Thanks for your questions! Some inline answers:

On Sun, 15 Nov 2020 at 23:57, Andrew Campbell <andrewjcampbell1@gmail.com> wrote:

Hi Arrow community,

I'm new to the project and am trying to understand exactly what is happening under the hood when I run a filter-collect query on an Arrow Dataset (backed by Parquet).

Let's say I created a Parquet dataset with no file-level partitions. I just wrote a bunch of separate files to a dataset. Now I want to run a query that returns the rows corresponding to a specific range of datetimes in the dataset's dt column.

My understanding is that the Dataset API will push this query down to the file level, checking the footer of each file for the min/max value of dt and determining whether this block of rows should be read.

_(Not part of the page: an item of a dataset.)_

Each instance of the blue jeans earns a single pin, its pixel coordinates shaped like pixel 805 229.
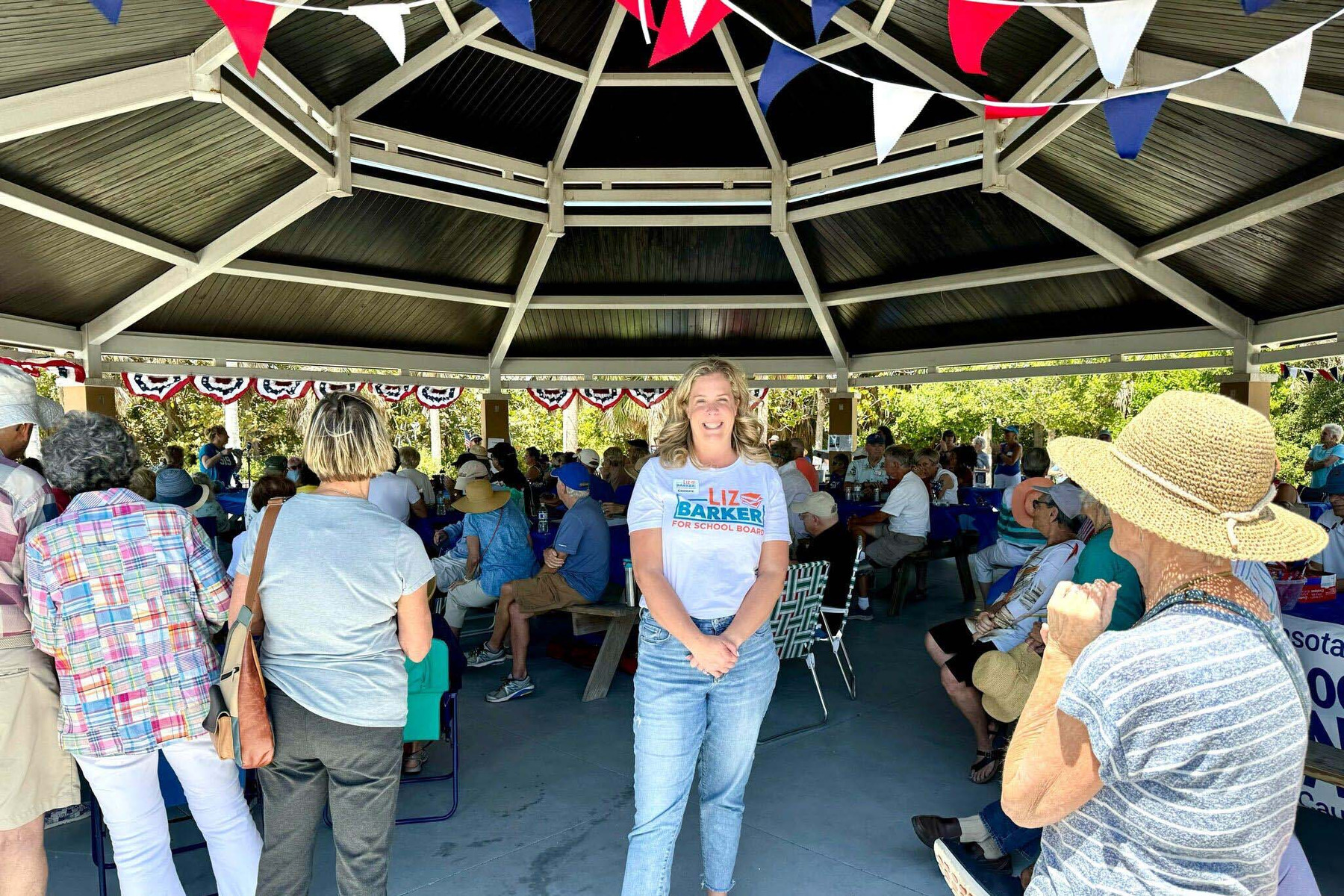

Indeed, that understanding is correct.

Assuming this is correct, a few questions:

Will every query result in the reading all of the file footers? Is there any caching of these min/max values?

If you are using the same dataset object to do multiple queries, then the FileMetadata read from the file footers is indeed cached after it is read a first time.

Is there a way to profile query performance? A way to view a query plan before it is executed?

No, at least not yet. I suppose once there is more work on general query execution (and not only reading/filtering), there will come more tools around it. But for now, you will need to do with general performance profiling tools (for python I can recommend py-spy with its mode it also profile native code, and not only python calls).


I appreciate your time in helping me better understand.